We’ve been tracking the rise of RISC-V since the ISA debuted nearly a decade ago. While the highest-performing RISC-V CPUs are still far behind their x86 or ARM equivalents, the absolute level of performance you can get from a RISC-V core is increasing rapidly. Even better, especially for those who like experimenting with new architectures, the cost is coming down.
It’s been possible to buy a RISC-V board before this, but the options have been limited, particularly for the money you’d spend. We discussed an expensive SiFive option last year — a quad-core chip, in that case — but there’s now a much cheaper Beagle board option.

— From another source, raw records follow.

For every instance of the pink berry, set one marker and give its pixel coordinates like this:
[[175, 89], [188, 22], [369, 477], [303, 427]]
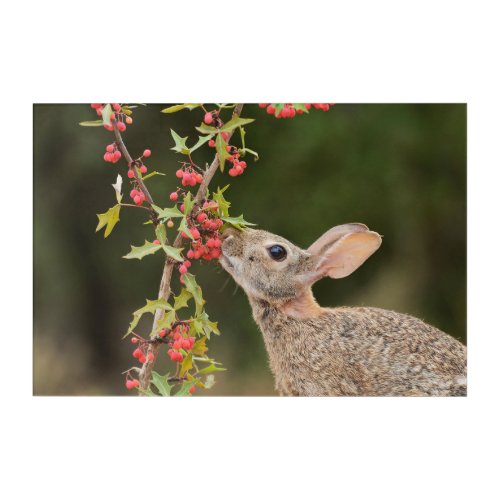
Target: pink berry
[[208, 118]]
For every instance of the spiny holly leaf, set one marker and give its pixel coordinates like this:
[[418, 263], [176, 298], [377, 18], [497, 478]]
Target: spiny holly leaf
[[161, 383], [203, 326], [92, 123], [206, 129], [150, 307], [211, 368], [223, 204], [180, 143], [184, 390], [161, 233], [200, 347], [237, 222], [187, 364], [201, 140], [165, 322], [108, 219], [300, 106], [152, 174], [139, 252], [182, 299], [194, 289], [235, 122], [106, 114], [188, 204], [220, 146], [178, 107], [174, 253], [167, 213]]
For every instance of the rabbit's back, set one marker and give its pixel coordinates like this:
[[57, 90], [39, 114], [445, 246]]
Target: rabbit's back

The CPU is a dual-core U74 built by “StarFive” — you can see the label below — but the U74 is a SiFive CPU core. StarFive and SiFive use the same logo, implying a relationship between the two. The company may do business under both names or have spun off part of its chip development team. Regardless, the U74 core is common to both this $119 BeagleV and the more-expensive Hive Unmatched platform we covered back in 2020. Features include:
- VIC-7100 RISC-V dual-core at 1.5GHz with 2MB L2 cache.
- Vision DSP Tensilica-VP6
- NVDLA engine (2048 MACs @ 800MHz)
- Neural network engine (1048 MACs @ 500MHz)
The board costs $149 with 8GB. H.264 and H.265 decode are both supported, as is 1080p @ 30Hz refresh rate output over HDMI. There are 4x USB 3.0 ports, a Gigabit Ethernet port, and 802.11b/g/n wireless. There’s also a 40-pin GPIO header, as you can see:
There are two versions on the way. The first, shipping soon to enthusiast backers, lacks dedicated video hardware and only ships with 8GB of RAM. The second will supposedly feature a GPU by PowerVR along with open source drivers. It’ll ship in two flavors — a $119 4GB variant and an 8GB variant, at $149. These later boards are expected to swap to a new SoC, trading out the VIC-7100 for the VIC-7110. This will be a quad-core SoC, with the aforementioned dedicated video hardware.
It’s nice to see RISC-V prices coming down and we’ll be curious to see if the open ISA starts picking up fans in the consumer space. Raspberry Pi is obviously the 800-pound, $35 gorilla in the room, but a fair number of companies have launched similar DIY products with higher price tags than the RBP and correspondingly larger feature sets.
The U74 is said to have performance similar to a Cortex-A55, so don’t expect miracles from the diminutive chip, but top-end performance on RISC-V is improving nicely, year to year. If any ISA is going to establish itself as a high-performance (broadly construed) alternative to ARM or x86, it looks like it’ll be RISC-V.